Redefining data mapping

Reflecting upon the 2015 U.S. Office of Personnel Management security breach, former U.S. Department of Homeland Security chief privacy officer Nuala O’Connor, CIPP/G, noted, “The OPM breach was not only the product of bad security practices but also of poor privacy practices … OPM didn’t have the most basic data map.”

“Data mapping” is typically considered the foundational step for any privacy program — but what exactly is it?

To me, data mapping is an umbrella term that depends on context, stakeholders and needs of the organization. Data governance teams have different requirements from privacy teams. And how both of these teams conduct the exercise can have various layers — from reviewing the data assets themselves to classification and inventory, an official record of processing activity and leveraging lineage for an automated and holistic view of the organization’s data flows. Data mapping is not just a compliance exercise; it also demonstrates the more you know your data, the better you can protect and leverage it for greater business insights.

Data mapping through a governance lens

For those in data governance, data mapping links the data sources and/or locations back to data attributes and corresponding definitions. Just as people may need a translator to comprehend different languages, data mapping standardizes the understanding of various types of data used in different platforms, applications and systems. One common methodology is doing a top-down approach by mapping logical entities (some sort of value that has attributes attached to it) to the various physical instances (the precise physical characteristics of that value) of those entities.

Another methodology is a bottom-up approach using correlation sets, which are unique to my organization — BigID. Here, you would leverage a subset of logical entities — which could include physical instances of data — to train a machine-learning model. That ML model can then be used to find additional physical instances and correlate them to a relevant logical entity. As BigID’s CEO and co-founder Dimitri Sirota explains: “the organization’s training data (or 'seed' data) can be spread across different data sources” and “are used to understand basic identifiers, relationships, and distributions.” Having this extra dimension of whose data is found and where it is located can help an organization more effectively conduct their data mapping exercise.

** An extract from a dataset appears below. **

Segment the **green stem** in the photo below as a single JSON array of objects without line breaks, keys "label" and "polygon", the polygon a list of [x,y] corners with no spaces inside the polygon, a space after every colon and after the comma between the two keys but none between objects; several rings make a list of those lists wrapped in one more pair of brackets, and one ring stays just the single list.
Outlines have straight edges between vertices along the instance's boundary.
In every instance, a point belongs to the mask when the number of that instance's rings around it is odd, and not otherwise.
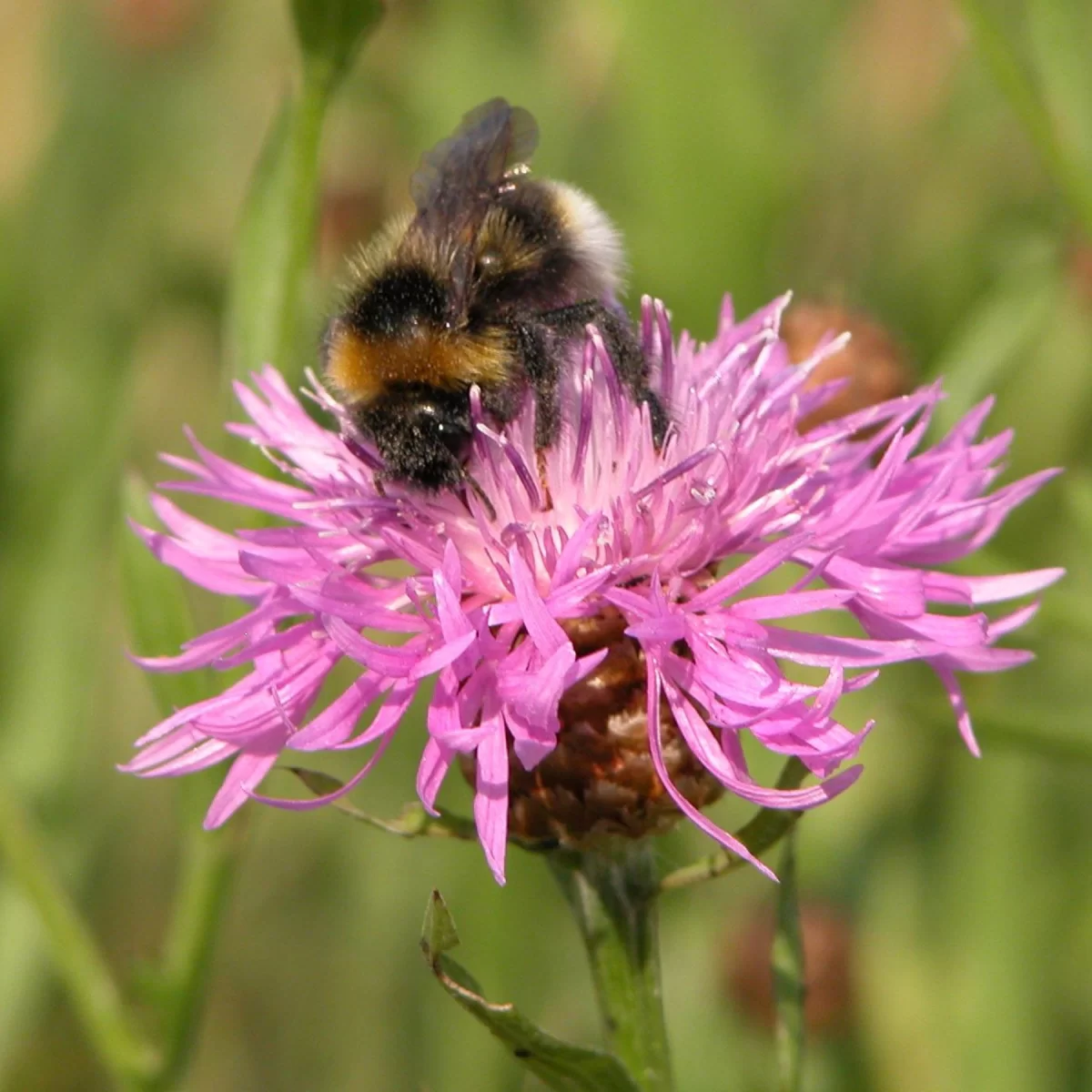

Data mapping the data assets for privacy pros

For privacy professionals, data mapping is typically done for regulatory purposes and will start with the required Record of Processing Activities. However, this top-down approach to data mapping may end up missing out on important insights. Instead, I recommend doing a bottom-up approach via the following steps:

Understand the data assets

Ask the following questions:

Does your organization rely upon legacy systems and mainframes? Legacy applications built upon traditional databases cannot be easily replaced. To accelerate new services, microservices-based apps, which are various single-function services that communicate with one another via application programming interfaces, may be built on top of these systems.
Is data in a system structured or unstructured? Structured data is organized and formatted to fit predefined models that can be easily mapped into designated fields. Unstructured data has no predefined model and can be difficult to deconstruct. This may impact how the organization processes it.
Is the environment on-premise or cloud-hosted? On-premise software enables more control, but is typically associated with a higher cost. Cloud computing can be less expensive and easier to deploy, but encryption keys and other security dependencies reside with the cloud provider, creating a higher risk.
Where is data physically stored? Organizations may have legal obligations depending on the jurisdiction and cloud-based storage adds another layer of complexity.

Get to know the data: Classification and inventory

Once there is clarity around the organization’s data assets, the next step is to better understand the data itself. Data processed by an organization can range in complexity, which is why it helps to have proper classification and inventory.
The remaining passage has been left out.